RAA #1: Dogear Social Bookmarking

Millen, D. R., Feinberg, J., & Kerr, B. (2006). Dogear:  Social Bookmarking in the Enterprise. Paper presented at the CHI, Montreal, Quebec, Canada.

Purpose:  The purpose of this research was to establish user value of social bookmarking within business verses personal use.  To accomplish this, the researchers developed a social bookmarking tool for a field test deployment with the plan to analyze adoption behavior and user experience.  The tool was designed and customized in order to meet the needs of the targeted user audience, which were self identified as IT professionals/experts.  Design attributes included:  1) both personal and business links could be saved, sorted, viewed and 2) links could be made private, shared for particular groups or department use only.

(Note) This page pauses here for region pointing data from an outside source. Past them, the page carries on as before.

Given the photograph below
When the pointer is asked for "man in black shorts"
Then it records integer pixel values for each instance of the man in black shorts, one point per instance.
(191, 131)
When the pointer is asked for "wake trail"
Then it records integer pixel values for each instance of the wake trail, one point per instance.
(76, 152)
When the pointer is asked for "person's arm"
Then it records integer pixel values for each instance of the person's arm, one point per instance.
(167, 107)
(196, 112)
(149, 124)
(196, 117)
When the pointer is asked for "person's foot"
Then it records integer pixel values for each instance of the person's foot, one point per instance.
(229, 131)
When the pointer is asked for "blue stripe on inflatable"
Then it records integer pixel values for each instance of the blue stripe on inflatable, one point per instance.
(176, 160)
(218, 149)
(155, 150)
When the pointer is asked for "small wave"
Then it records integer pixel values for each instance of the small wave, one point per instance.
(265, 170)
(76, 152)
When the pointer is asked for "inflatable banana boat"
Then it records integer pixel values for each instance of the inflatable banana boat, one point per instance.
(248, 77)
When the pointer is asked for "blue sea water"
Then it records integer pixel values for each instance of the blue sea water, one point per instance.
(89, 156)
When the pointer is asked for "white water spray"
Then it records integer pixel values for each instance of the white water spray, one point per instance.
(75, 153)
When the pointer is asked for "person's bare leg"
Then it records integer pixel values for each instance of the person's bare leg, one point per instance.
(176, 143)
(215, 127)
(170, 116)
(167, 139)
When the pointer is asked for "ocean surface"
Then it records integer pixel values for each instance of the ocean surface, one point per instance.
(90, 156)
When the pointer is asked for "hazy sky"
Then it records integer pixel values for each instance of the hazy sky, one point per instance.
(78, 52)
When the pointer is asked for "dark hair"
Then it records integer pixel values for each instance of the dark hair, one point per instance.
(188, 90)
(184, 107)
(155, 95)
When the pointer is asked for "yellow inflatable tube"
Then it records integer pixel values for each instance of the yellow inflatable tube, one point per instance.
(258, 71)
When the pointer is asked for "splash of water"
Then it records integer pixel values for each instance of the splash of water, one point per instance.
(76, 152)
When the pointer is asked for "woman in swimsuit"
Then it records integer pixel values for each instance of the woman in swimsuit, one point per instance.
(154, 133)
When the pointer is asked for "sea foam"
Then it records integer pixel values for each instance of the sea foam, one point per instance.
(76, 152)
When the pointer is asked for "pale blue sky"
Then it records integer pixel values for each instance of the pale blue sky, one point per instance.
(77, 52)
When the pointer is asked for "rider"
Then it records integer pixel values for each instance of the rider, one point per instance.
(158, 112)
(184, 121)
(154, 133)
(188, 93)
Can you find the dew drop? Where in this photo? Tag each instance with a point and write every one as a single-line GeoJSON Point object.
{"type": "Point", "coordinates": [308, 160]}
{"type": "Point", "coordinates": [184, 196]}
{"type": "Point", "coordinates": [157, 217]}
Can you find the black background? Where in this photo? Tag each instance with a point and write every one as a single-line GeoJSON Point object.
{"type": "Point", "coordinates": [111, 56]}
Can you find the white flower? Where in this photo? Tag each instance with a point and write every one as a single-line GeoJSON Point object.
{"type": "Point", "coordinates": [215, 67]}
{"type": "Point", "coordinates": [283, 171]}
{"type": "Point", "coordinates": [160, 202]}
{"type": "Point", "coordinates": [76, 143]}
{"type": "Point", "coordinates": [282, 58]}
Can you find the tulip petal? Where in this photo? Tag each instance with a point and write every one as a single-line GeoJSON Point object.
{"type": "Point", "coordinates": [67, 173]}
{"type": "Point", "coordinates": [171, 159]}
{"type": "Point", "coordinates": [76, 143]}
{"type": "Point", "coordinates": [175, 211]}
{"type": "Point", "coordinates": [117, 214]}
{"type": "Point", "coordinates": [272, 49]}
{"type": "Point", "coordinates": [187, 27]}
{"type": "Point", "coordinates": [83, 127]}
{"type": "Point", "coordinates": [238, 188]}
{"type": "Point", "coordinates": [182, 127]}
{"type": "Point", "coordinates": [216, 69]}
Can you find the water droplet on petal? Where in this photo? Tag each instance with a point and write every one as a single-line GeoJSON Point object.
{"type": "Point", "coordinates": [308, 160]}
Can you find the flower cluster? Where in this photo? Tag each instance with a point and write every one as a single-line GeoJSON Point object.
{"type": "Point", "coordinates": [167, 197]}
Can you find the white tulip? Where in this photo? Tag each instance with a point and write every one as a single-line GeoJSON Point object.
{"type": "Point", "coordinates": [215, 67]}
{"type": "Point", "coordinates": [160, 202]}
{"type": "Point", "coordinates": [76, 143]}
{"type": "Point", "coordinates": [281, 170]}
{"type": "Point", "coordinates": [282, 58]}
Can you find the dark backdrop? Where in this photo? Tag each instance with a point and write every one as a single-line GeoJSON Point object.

Methods:  The method used for the study was a field test deployment of their bookmarking tool (Dogear), within a VERY large IT firm employing over 300,000 associates.  Word of mouth was used to promote use of the tool within the firm.  Both quantitative and qualitative data was collected for analysis.  The quantitative data was harvested from the activity logs of the users (clicks, creates, etc.) while qualitative data was harvested from intracompany blogs and direct emails to the researchers.

Main findings: The main findings of this study suggest that social bookmarking is a tool that can be adapted and may be considered beneficial in the business environment.  Most contributors commented that use of the tool did assist them in information finding.  The large number of user shared links (vs. private) seems to indicate user willingness to share information with co-workers, which may lead to community building by helping employees with common needs/interests find each other (expert location assistance). In addition the volume of posted links would tend to indicate a business need for information location and retrieval.

Analysis:  I found this study interesting and important in that it choose to deploy an actual beta Ent 2.0 tool into the real world of work.  Often I read research that appears meaningful to industry, only to read further into the article and discover the population used for analysis was college age research subjects rather than a representative population for the average firm.

That said, while the authors did deploy the tool into an enterprise setting, they chose an IT industry setting – which I feel is especially problematic when trying to gauge an IT based tool’s acceptance and “value”.  Perhaps it was just an unfortunate oversight, however I feel there is a case to suggest substantial population bias with this firm’s participation.  In this scenario, I am suggesting the bias is in favor of any IT based tool that would be presented.  This situation was made worse as many participants self reported as  “experts”, indicating even a higer level of IT user than “average”.  Had this tool been trialed in a consumer products, automotive, or any other non- IT based firm, I feel the evidence (which was very well presented) would have been much more compelling.